Comunicado - Acórdão 500/2021
Processo n.º 353/2021
3ª Secção
Relator: Conselheira Joana Fernandes Costa
1.No dia 9 de julho de 2021, foi proferido o Acórdão n.º 500/2021, pela 3.ª Secção do Tribunal Constitucional, que apreciou um recurso interposto de uma decisão proferida pelo Tribunal da Relação de Lisboa que, aplicando o artigo 7.º, n.ºs 3 e 4, da Lei n.º 1-A/2020, de 19 de março, julgou não verificada a prescrição do procedimento contraordenacional instaurado contra o recorrente pela Comissão do Mercado de Valores Mobiliários. Aqueles preceitos previam a suspensão dos prazos de prescrição de crimes e contraordenações como medida de resposta à pandemia da doença Covid-19.
2. Tendo em conta que a norma em questão não foi decretada no uso de um poder de emergência constitucional, o Tribunal entendeu que a respetiva validade não podia ser aferida à luz do n.º 6 do artigo 19.º da Constituição, que se dirige exclusivamente ao poder de declaração do estado de sítio ou do estado de emergência atribuído ao Presidente da República.

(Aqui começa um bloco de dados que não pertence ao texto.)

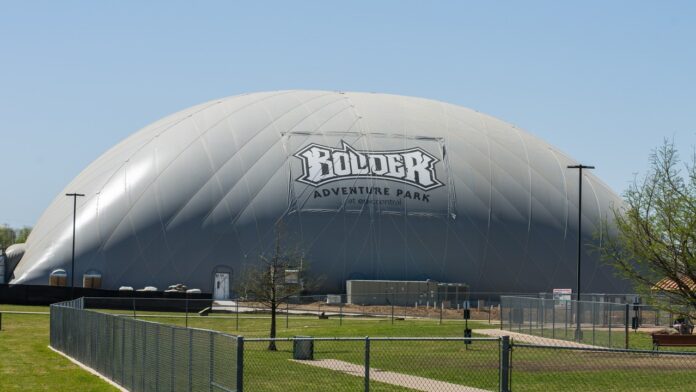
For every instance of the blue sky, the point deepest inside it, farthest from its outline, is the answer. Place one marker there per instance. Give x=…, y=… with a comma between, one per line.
x=605, y=82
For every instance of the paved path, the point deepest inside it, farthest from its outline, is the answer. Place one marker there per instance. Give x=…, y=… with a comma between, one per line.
x=393, y=378
x=525, y=338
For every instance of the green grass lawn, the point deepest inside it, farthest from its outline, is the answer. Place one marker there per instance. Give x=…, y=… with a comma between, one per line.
x=27, y=364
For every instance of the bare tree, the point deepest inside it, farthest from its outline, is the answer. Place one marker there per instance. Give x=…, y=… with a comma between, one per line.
x=655, y=240
x=276, y=278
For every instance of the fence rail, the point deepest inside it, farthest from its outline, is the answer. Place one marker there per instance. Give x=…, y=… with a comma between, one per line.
x=145, y=356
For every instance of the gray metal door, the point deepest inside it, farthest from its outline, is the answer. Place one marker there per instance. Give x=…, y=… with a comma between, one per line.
x=221, y=289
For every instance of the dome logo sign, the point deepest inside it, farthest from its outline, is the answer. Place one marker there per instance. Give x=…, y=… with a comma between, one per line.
x=322, y=165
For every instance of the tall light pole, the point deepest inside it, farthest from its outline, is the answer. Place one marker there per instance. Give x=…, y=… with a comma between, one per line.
x=72, y=264
x=578, y=331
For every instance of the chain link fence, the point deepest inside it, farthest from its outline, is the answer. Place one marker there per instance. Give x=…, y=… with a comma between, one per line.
x=544, y=368
x=373, y=364
x=602, y=324
x=145, y=356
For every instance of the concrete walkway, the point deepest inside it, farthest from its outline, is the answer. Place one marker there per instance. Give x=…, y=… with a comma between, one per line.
x=533, y=339
x=393, y=378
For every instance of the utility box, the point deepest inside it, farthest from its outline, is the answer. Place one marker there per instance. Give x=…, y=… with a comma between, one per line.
x=303, y=348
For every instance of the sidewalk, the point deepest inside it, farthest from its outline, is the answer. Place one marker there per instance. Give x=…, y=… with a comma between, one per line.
x=393, y=378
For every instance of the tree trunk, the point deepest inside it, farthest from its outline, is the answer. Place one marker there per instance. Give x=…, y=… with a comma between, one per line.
x=271, y=344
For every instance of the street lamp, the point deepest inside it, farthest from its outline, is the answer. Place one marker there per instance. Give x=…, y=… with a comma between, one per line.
x=72, y=265
x=578, y=331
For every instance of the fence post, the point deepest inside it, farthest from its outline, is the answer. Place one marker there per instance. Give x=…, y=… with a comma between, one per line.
x=367, y=364
x=212, y=361
x=190, y=360
x=505, y=364
x=628, y=309
x=240, y=363
x=553, y=319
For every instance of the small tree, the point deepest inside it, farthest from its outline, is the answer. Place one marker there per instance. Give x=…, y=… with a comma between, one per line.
x=655, y=239
x=266, y=281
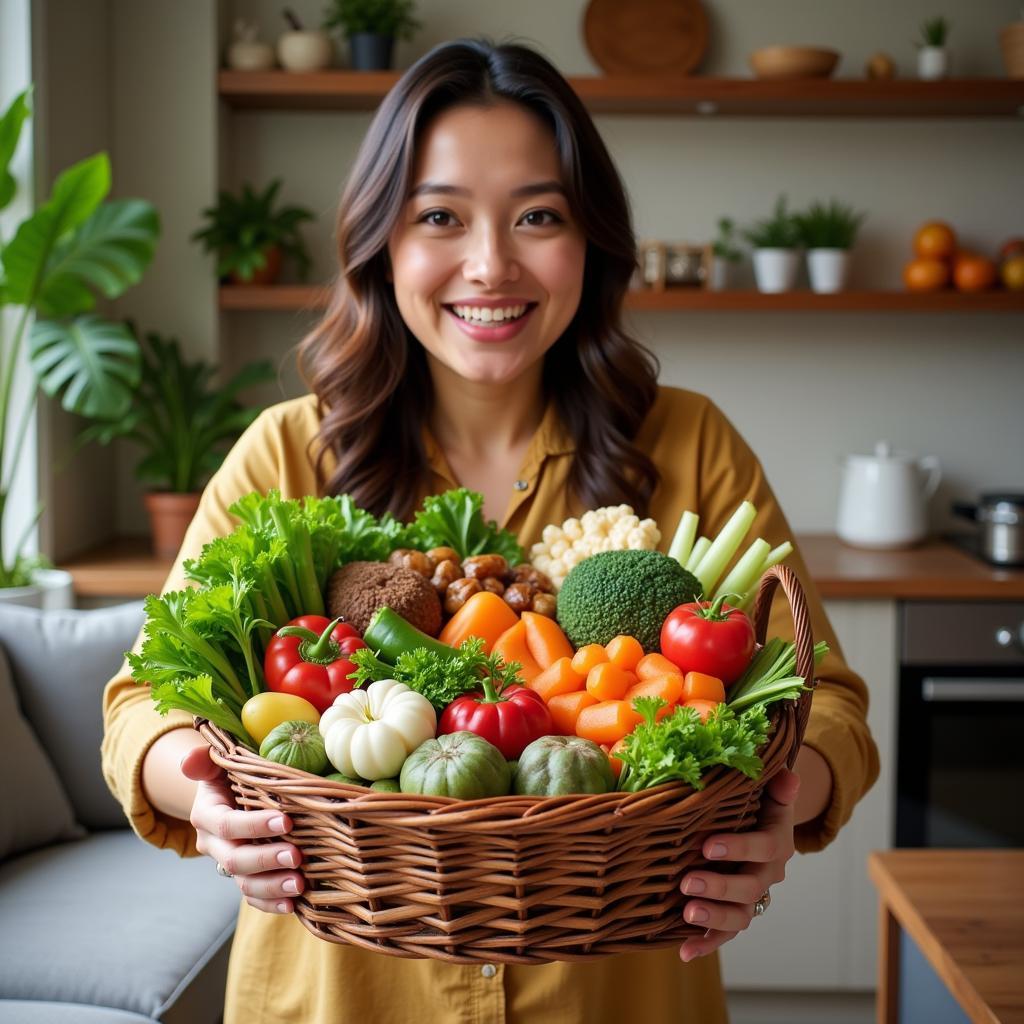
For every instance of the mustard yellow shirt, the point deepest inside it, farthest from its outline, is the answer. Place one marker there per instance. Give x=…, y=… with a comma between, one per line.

3. A questão fundamental do recurso era a de saber se o artigo 29.º da Constituição, ao estatuir que «[n]inguém pode ser sentenciado criminalmente senão em virtude de lei anterior que declare punível a ação ou a omissão» (n.º 1), nem sofrer «penas que não estejam expressamente cominadas em lei anterior» (n.º 3) ou «mais graves do que as previstas no momento da correspondente conduta ou da verificação dos respetivos pressupostos» (n.º 4), se opõe à aplicação imediata aos procedimentos pendentes da causa de suspensão da prescrição prevista no artigo 7.º, n.ºs 3 e 4, da Lei n.º 1-A/2000.
4. O Tribunal considerou que as normas que estabelecem as causas de suspensão da prescrição, embora não contempladas diretamente pela letra do artigo 29.º da Constituição, se encontram abrangidas, em princípio, pela proibição de aplicação retroativa da lei de conteúdo desfavorável, compreendida à luz dos fundamentos do princípio da legalidade penal.
5. Tal conclusão resultou de duas ideias essenciais. Em primeiro lugar, as garantias inerentes à proibição da retroatividade desfavorável destinam-se a proteger o indivíduo contra o abuso de poder, sendo plenamente invocáveis sempre que o Estado se proponha mitigar, através da ampliação retroativa do elenco das causas de suspensão da prescrição, os efeitos da sua inércia na administração da justiça. Em segundo lugar, visa garantir ao destinatário da norma uma previsibilidade razoável das consequências com que se deparará ao violar o preceito penal, previsibilidade essa que, em regra, é afetada quando se modificam as condições em que uma infração praticada pode ser sancionada.
6. O Tribunal entendeu, porém, que a causa de suspensão da prescrição do procedimento criminal prevista no artigo 7.º, n.ºs 3 e 4, da Lei n.º 1-A/2020, pela sua singularidade, escapa totalmente a ambas as razões com base nas quais se justifica a aplicação da proibição da retroatividade às normas sobre prescrição.
Assim é porque se trata de uma medida transitória, destinada a vigorar apenas e só durante o período em que se mantivesse o condicionamento à atividade dos tribunais determinado pela situação excecional de emergência sanitária, condicionamento este indispensável para que o Estado pudesse cumprir o seu dever proteção da vida e da integridade física de todos os cidadãos intervenientes no sistema de administração da justiça, incluindo dos próprios arguidos. Estas considerações valem, por maioria de razão, para os procedimentos pendentes de natureza contraordenacional, domínio em que, como decorre de jurisprudência firme, as exigências decorrentes do princípio da legalidade penal não se impõem com o mesmo grau de intensidade.